Contributed By MMAKS Advocates
Uganda’s legal system is based on common law and is adversarial. Proceedings are conducted predominantly through oral argument but written submissions are also prevalent.
The Courts of First Instance are organised by subject matter jurisdiction and are made up – as with the High Court, which adjudicates matters of above UGX50 million in value – of Land, Civil, Family and Commercial Divisions. For employment and tax matters there are specialised tribunals with exclusive jurisdiction, which are the Industrial Court for the former and the Tax Appeals Tribunal for the latter.
First appeals from the High Court and from the Industrial Court lie with the Court of Appeal, made up of a bench of three justices, and second and final appeals lie with the Supreme Court, made up of a bench of five justices. Appeals from the Tax Appeals Tribunal lie with the High Court.
Constitutional questions are adjudicated in the Constitutional Court, which is made up of five Court of Appeal justices, and appeals therefrom are to the Constitutional Appeal Court, made up of a bench of seven Supreme Court justices.
Matters below UGX50 million are tried in the Magistrates' Courts, which are not specialised and deal with all civil claims. These Magistrates' Courts are organised based on geographic area jurisdiction. There are also small claims courts in which litigants are unrepresented and that handle matters valued at less than UGX10,000,000.
Court filings and proceedings are open to the public. An exception can be made, however, in matters in the Family Division where privacy considerations are involved or where matters of national security are involved.
It is mandatory for all legal representatives to be enrolled as advocates within the meaning of the Uganda Advocates Act and they should possess a Practising Certificate issued by the Law Council and renewed annually.
Foreign lawyers from common law jurisdictions can apply in relation to a specific case to the Law Council for a Special Practising Certificate.
Litigation funding is not permissible in Ugandan law.
There are no types of lawsuits that are available for third-party funding.
Third-party funding is not available to the plaintiff or the defendant.
See above, 2.3 Third Party Funding for Plaintiff and Defendant.
See above, 2.3 Third Party Funding for Plaintiff and Defendant.
Contingency fees are not permitted.
See above, 2.3 Third Party Funding for Plaintiff and Defendant.
Requirements of pre-action conduct by a party are limited only to issuance of a notice of intention to sue, the penalty for non-compliance with which is the costs of the suit will not be recovered even if the party is not successful. The defendant has no obligation to respond to a pre-action letter.
Uganda Limitation Act Chapter 97 provides for various limitation periods in relation to various causes of action. Actions based on contract or tort have a limitation period of six years, personal injuries have a limitation period of three years and actions for recovery of land have a limitation period of 12 years. The date of occurrence of the cause of action is taken to trigger the limitation period.

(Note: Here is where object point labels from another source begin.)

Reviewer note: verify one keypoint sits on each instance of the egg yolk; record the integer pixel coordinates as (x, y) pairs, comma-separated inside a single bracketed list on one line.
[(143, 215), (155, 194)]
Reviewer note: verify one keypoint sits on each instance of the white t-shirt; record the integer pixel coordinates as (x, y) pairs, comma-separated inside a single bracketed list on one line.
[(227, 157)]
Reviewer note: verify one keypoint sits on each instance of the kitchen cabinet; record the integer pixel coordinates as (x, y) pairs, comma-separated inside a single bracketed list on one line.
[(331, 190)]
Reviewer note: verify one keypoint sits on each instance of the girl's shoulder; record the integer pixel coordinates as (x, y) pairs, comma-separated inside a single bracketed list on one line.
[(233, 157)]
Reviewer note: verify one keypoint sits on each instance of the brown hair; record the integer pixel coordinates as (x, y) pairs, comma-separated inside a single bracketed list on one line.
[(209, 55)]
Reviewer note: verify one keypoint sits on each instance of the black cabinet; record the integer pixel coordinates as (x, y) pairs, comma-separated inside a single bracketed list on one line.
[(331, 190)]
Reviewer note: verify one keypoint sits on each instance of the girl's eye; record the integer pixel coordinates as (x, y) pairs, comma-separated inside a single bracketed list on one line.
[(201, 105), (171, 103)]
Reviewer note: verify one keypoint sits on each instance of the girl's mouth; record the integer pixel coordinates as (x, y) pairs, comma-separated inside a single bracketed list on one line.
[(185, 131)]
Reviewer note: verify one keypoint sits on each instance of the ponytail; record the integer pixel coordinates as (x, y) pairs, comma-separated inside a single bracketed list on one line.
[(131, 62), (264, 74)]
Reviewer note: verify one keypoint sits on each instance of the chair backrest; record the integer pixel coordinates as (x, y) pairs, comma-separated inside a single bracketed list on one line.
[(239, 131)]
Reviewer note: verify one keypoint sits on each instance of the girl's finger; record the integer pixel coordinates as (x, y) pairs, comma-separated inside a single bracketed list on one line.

A defendant will be subject to the jurisdiction of the Ugandan courts if the cause of action for which the defendant is sued arose in Uganda regardless of whether the defendant is resident in the country. A defendant will also be subject to the jurisdiction of the Uganda courts if he or she is resident, carries on business or personally works for gain in Uganda.
The complaint document that initiates a suit is a 'plaint', which lists the particulars of the cause of action, the facts in support of the action and remedies sought from the court. A plaintiff can amend the plaint without leave of court at any stage before the fourteenth day from the date of filing of a written statement of defence. Outside this period, a plaintiff who wishes to amend a plaint requires leave of the court.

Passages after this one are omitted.